You want to get the pad fully hot, not just on the surface. This heat treatment causes the pads to reach their final composition uniformly. When they "burn" inside the pad, they don't burn onto the rotor which is what causes brake pulse... NOT "warped" rotors.

Find a deserted road. Its important to do this immediately after the pads are put on. The proper way to bed in pads is to get the car up to speed; whatever is safe for your environment; lets say 50. Hit the brakes hard; almost to the point of locking them up but don't let them lock. Before you come to a complete stop, let off the brakes. Take it back up to 40 or so and do it again. Then 30 and 20. You can overdo it, but it takes a long while. I would say three times through that cycle (a total of 12 hard braking cycles) should bed them properly. On the ride home, though, I still recommend against coming to a complete stop with the brakes applied. They are screaming hot; much hotter than they will get in normal driving. The best way to do it is to drive long distances without stopping to get the brakes back down to normal operating temperature before you stop.
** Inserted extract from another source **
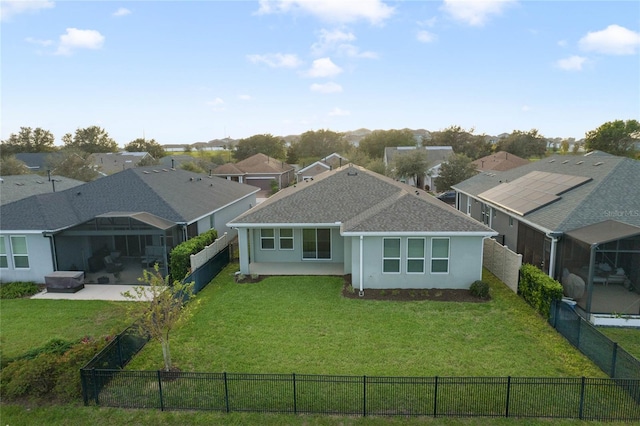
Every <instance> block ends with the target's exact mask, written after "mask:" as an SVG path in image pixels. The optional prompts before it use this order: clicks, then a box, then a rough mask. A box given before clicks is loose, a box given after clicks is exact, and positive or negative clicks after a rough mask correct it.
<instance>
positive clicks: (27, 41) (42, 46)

If you must stop, use the parking brake, the transmission, a hill... whatever to stop yourself and then let them sit for several hours until they cool off.

What you are trying to do is get the pads hot without stopping the motion. The cause of brake pedal pulse is not warped rotors, its pad material that gets deposited on the rotor altering its thickness and friction properties. Most people put on new pads and come to a complete stop. The fresh pad material does its burning while in stationary contact with the rotor. It deposits its carbon on the screaming hot casting. Now your fresh rotors and new pads have a pulsation that people blame on warped rotors.

Following that bedding procedure evenly deposits a little bit of pad material without burning on small spot. It also superheats the pad chemically altering it which means it won't be depositing large quantities of fresh pad material on your rotors.